In the meantime, the UK’s immigration “debate” also moved on. The obsession with asylum faded – but the fixation on immigration did not. Instead, the xenophobia stirred up against refugees was redirected to new scapegoats: East European low wage workers, and the shadowy figure of the “illegal immigrant”.
Immigration policy moved in line. The last of Labour’s big Immigration Laws, the Borders, Citizenship and Immigration Act 2009, was the first that didn’t mention asylum in the title. In 2010 the Conservative Party made the bold step, much criticised by friends in business, of introducing the “net migration” target. This cemented a shift away from asylum scapegoats to the much bigger question of overall numbers. Next, then Home Secretary Theresa May’s “hostile environment” approach vowed to tackle the broader question of “illegality”. Ed Miliband’s Labour got on board too – acknowledging that “the last Labour government got some things wrong on immigration”, with “stronger border controls” needed “to tackle illegal immigration” (and while Labour may have shifted to the left under Corbyn, their 2017 election manifesto still promised 500 more border guards).
The “hostile environment” approach was framed explicitly in terms of deterring “illegals”. As Theresa May explained in 2013: “what we don’t want is a situation where people think that they can come here and overstay because they’re able to access everything they need.”
Is it working? The short answer is: no.
The Home Office has never provided any evidence to back up its deterrent rationale. Official statistics do show a recent reduction in immigrant arrivals, particularly from Europe: but this is widely interpreted as an effect of Brexit, rather than any Home Office measures.
As for people being scared into leaving, here the Home Office does have one set of indicative statistics: records of those who agree to “voluntary return”. In 2004, the first year with published figures, there were 3,566 voluntary returns. This climbed every year to reach 27,114 in 2010. Then it hit a peak in 2013, at 32,178. This was just as the new “hostile environment” deterrent policies were being formulated, and before they were enacted in the 2014 and 2016 Immigration Acts. In 2015, as the first act came into force, there were 29,768 voluntary returns. In 2016, there were 28,655.6
In short: there is no sign at all that the “hostile environment” policies are having any deterrent impact. In fact, recent voluntary return figures are actually down.
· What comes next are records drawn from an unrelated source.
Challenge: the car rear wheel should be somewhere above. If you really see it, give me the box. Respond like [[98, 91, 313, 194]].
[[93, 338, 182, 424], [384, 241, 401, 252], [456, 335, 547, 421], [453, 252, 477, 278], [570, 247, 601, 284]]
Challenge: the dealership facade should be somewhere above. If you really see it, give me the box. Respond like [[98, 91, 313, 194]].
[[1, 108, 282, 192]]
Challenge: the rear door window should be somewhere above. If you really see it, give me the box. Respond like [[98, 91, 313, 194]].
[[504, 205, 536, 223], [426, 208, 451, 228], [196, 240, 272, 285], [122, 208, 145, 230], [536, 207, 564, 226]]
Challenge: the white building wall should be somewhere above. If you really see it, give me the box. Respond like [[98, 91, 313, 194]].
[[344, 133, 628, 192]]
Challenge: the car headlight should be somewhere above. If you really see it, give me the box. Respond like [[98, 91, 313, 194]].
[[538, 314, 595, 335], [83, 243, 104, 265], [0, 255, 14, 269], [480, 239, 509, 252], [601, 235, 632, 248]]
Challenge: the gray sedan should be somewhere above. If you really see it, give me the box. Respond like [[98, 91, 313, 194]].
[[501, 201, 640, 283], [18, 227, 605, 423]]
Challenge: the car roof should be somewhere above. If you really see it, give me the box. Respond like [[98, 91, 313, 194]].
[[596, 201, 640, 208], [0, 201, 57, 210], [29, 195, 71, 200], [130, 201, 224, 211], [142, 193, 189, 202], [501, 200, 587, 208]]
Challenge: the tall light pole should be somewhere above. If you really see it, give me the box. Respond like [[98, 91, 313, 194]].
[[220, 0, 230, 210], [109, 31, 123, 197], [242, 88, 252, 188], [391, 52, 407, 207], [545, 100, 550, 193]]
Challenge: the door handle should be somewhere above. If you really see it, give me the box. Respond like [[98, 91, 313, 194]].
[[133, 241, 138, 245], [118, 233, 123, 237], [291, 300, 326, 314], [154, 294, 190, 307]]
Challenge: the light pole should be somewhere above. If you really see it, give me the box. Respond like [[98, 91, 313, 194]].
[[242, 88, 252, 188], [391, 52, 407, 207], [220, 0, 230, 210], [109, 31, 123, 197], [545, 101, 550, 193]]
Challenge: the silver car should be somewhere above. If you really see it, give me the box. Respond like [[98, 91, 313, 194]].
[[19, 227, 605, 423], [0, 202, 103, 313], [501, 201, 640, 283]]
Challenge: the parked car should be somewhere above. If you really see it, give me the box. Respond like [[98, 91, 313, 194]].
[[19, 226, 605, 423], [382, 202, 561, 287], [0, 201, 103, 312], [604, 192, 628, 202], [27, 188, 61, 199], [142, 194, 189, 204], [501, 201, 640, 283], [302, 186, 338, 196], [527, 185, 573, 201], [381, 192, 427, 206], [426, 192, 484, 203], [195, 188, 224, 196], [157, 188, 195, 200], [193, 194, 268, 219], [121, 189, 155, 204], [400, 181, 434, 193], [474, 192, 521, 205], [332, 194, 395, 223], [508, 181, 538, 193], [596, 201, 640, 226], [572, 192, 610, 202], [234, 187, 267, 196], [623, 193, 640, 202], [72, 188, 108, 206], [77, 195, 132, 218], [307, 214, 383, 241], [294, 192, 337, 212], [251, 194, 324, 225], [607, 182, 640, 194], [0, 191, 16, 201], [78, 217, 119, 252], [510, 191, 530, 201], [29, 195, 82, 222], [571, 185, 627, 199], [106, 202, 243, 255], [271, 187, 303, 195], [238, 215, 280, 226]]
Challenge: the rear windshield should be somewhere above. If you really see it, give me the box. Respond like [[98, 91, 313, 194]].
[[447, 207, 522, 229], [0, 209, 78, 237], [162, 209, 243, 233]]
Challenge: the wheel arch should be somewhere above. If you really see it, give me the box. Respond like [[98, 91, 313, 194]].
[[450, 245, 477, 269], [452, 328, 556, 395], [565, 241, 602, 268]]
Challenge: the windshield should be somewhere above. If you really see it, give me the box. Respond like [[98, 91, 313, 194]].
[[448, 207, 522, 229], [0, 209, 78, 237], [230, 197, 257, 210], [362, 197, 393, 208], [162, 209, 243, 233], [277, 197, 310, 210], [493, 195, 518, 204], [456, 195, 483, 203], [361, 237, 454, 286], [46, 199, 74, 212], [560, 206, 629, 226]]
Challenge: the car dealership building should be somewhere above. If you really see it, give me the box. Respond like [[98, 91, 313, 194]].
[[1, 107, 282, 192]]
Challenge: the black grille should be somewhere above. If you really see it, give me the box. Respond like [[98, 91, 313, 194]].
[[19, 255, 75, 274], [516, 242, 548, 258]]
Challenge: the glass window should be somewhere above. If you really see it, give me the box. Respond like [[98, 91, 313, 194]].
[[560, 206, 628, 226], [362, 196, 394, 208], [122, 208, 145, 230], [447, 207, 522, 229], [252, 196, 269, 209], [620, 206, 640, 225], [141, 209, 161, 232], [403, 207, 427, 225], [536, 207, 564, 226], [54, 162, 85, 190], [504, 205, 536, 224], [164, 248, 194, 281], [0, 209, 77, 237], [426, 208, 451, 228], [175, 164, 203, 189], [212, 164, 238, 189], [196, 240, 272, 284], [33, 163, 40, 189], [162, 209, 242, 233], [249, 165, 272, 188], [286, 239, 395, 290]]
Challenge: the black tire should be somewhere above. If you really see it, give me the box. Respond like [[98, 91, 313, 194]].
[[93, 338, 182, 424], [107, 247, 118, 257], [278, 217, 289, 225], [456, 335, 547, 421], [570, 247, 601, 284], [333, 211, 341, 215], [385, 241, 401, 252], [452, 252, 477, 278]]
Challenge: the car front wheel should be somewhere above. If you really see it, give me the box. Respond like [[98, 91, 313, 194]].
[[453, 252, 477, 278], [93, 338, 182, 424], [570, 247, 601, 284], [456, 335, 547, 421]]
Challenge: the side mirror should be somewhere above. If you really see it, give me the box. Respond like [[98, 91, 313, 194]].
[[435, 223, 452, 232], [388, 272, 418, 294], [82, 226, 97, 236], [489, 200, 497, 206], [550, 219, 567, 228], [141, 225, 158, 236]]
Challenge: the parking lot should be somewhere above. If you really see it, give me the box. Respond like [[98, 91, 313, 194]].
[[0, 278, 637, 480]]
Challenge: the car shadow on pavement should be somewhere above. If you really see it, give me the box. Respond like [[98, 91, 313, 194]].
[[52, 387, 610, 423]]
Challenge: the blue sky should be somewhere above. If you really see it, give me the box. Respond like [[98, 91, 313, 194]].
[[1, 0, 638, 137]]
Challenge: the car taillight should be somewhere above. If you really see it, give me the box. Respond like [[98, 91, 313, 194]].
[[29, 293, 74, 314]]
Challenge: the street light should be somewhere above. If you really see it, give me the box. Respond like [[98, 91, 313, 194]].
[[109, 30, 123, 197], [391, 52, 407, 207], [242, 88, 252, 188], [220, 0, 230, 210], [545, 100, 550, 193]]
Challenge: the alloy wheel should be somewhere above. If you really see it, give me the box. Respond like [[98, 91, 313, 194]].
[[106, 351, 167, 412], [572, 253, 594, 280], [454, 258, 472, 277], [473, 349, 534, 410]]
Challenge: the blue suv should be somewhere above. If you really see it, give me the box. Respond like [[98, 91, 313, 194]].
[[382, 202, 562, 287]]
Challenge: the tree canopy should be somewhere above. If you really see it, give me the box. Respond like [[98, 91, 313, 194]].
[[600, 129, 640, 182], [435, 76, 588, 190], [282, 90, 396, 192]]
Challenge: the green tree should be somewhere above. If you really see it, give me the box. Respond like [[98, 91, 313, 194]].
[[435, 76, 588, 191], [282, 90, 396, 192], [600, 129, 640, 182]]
And now the migrants to be deterred are not just tens of thousands of asylum seekers, but hundreds of thousands of “illegals”. As that manager interviewed by the Independent Chief Inspector put it, “it’s a business model that hasn’t moved on”.
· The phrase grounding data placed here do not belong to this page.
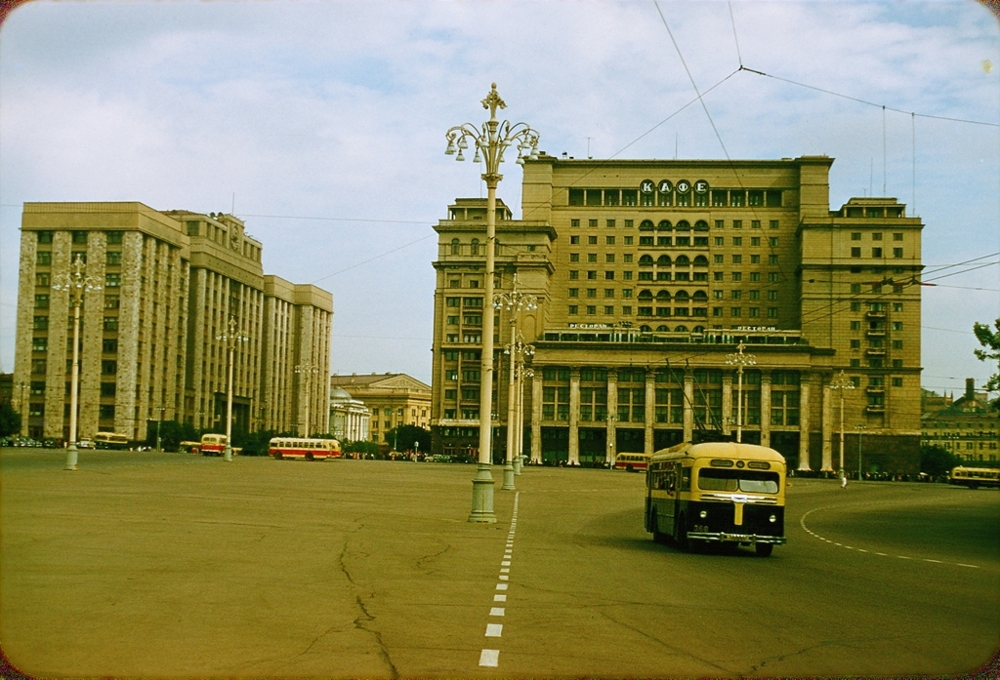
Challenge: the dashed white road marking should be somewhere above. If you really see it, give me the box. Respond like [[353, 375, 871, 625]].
[[800, 506, 981, 569], [480, 491, 520, 668]]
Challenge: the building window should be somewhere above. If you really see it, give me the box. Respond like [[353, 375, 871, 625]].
[[570, 253, 580, 262], [34, 294, 49, 309], [872, 248, 882, 258], [893, 248, 903, 258], [72, 231, 88, 244], [851, 247, 861, 258], [106, 273, 122, 288], [102, 360, 117, 375], [570, 236, 580, 244], [106, 251, 122, 266], [569, 305, 578, 315], [767, 307, 778, 318], [37, 251, 52, 266]]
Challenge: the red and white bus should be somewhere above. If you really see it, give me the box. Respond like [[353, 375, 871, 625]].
[[200, 433, 228, 456], [615, 452, 651, 472], [269, 437, 342, 461]]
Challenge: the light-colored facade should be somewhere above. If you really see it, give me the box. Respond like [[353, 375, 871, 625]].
[[329, 387, 371, 442], [922, 379, 999, 463], [13, 202, 331, 442], [431, 155, 924, 473], [328, 373, 431, 444]]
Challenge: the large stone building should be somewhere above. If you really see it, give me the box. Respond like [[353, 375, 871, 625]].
[[13, 202, 332, 442], [430, 155, 924, 473], [328, 373, 431, 444], [922, 379, 999, 464]]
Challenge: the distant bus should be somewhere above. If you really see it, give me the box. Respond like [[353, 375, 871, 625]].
[[179, 441, 202, 454], [615, 453, 650, 473], [269, 437, 341, 461], [949, 466, 1000, 489], [645, 441, 787, 557], [93, 432, 129, 450], [200, 433, 228, 456]]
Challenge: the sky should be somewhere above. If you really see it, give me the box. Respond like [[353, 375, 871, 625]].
[[0, 0, 997, 396]]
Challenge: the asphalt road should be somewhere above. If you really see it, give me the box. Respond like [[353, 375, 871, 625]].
[[1, 448, 997, 678]]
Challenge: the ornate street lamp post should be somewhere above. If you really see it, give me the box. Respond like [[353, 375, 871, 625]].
[[496, 275, 537, 490], [830, 370, 855, 479], [515, 366, 533, 474], [725, 342, 756, 443], [294, 362, 320, 438], [217, 316, 248, 462], [52, 256, 101, 471], [445, 83, 540, 523]]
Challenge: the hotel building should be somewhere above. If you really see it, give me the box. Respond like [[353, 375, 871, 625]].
[[430, 155, 924, 473], [13, 202, 332, 442]]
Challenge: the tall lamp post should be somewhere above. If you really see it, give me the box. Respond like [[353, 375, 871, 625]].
[[830, 370, 855, 479], [217, 316, 248, 462], [496, 274, 537, 490], [445, 82, 540, 523], [725, 342, 756, 443], [52, 255, 102, 471], [294, 362, 320, 438]]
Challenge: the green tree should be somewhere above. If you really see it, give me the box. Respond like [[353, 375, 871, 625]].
[[920, 444, 960, 477], [157, 421, 186, 451], [0, 402, 22, 438], [973, 318, 1000, 409], [343, 439, 379, 456], [385, 424, 431, 453]]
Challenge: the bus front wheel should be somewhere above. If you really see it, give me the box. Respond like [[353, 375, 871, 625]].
[[755, 542, 774, 557]]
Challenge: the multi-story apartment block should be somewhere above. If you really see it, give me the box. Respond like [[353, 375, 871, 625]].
[[922, 379, 999, 464], [328, 373, 431, 444], [431, 155, 924, 473], [13, 202, 331, 442]]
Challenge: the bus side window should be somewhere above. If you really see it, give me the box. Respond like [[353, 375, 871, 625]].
[[679, 469, 691, 492]]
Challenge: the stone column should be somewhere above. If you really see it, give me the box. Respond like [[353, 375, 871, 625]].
[[798, 376, 812, 471], [722, 373, 733, 437], [606, 369, 618, 465], [531, 370, 543, 464], [644, 371, 655, 454], [568, 368, 580, 466], [821, 377, 834, 472], [760, 372, 772, 448], [683, 370, 694, 442]]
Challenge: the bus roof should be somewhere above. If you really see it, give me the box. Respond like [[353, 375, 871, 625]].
[[651, 441, 786, 464]]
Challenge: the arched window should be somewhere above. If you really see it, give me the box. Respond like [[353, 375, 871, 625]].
[[656, 255, 671, 267], [676, 220, 691, 231], [693, 290, 709, 301], [639, 255, 655, 266], [657, 220, 672, 231], [674, 325, 688, 333], [693, 255, 709, 266], [639, 325, 652, 333], [675, 255, 690, 267], [470, 238, 480, 256], [692, 325, 705, 333], [674, 290, 690, 302], [694, 220, 710, 231], [638, 289, 654, 301], [639, 220, 655, 231], [451, 239, 461, 255], [656, 290, 671, 301], [656, 325, 670, 332]]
41,545 people were detained under Immigration Act powers. Of these, 1,280 (83%) had sought asylum. Control of Immigration – Statistics United Kingdom, 2001, Home Office Statistical Bulletin 11/02. Cited in Yarls Wood investigation report, fn p122
5After a post-Soviet peak in the early 1990s, asylum claims fell in the mid-90s but then started to climb fast again: from 29,640 in 1996 to 46,015 in 1998, 71,160 in 1999 and 80,315 in 2000. But beyond the numbers, asylum became the great tabloid scare story of the time – before 9/11 pushed terrorism to the fore instead.>
6The figure for 2017 published in May 2018 was 21,283 – but this is yet reliable, because verifying returns can often involve a delay of several months.